Correlation results showed that the Alpha variant had positive correlations with AQI and negative correlations with the temperature. The Delta variant had a negative correlation with OZ value and a positive correlation with the temperature. The BA.5 variant had a positive correlation with the UV index, and the XBB.1.5 variant had a negative correlation with land area and a positive correlation with the income (Fig. 3). The set of bar graphs in Fig. 3 represents the Spearman correlation coefficients between various environmental and demographic factors and the prevalence of the four COVID-19 variants: B.1.1.7 (A), B.1.617.2 (B), BA.5 (C), and XBB.1.5 (D). The Spearman correlation is a nonparametric measure that assesses how well the relationship between two variables can be described using a monotonic function. For each variant, the factors are shown on the x-axis, which ranges from − 1 to 1 on the y-axis. A value of 1 indicates a perfect positive correlation, -1 indicates a perfect negative correlation, and values closer to 0 indicate a weaker or no linear relationship.

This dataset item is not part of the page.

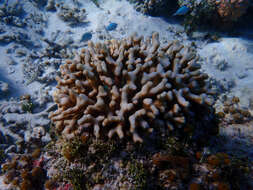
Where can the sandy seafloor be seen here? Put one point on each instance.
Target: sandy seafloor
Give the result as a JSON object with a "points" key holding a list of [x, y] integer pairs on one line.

A detailed correlation graph of the BA.5 variant and its top related factor - UV index is depicted in Fig. 4. This collection of scatter plots depicts the relationship between the UV index and the prevalence share of the BA.5 COVID-19 variant across ten different regions. Each plot corresponds to a region, with the x-axis representing the UV index and the y-axis showing the variant’s share within the region. The points on each plot indicate individual observations or measurements. From this plot, we can see there exists a positive correlation between BA.5 variant and UV index, in agreement with Fig. 3.
Decision Tree plots are also generated to illustrate each factor’s impact on each variant, as depicted in Fig. 5. This visualization depicts decision tree models for the prediction of the prevalence of the four COVID-19 variants: B.1.1.7 (A), B.1.617.2 (B), BA.5 (C), and XBB.1.5 (D). In a decision tree, each internal node represents a “test” on an attribute, each branch represents the outcome of the test, and each leaf node represents a class label. This graph provides a detailed explanation of the decision-making process employed by the decision tree, serving as a tool for visualizing the thresholds.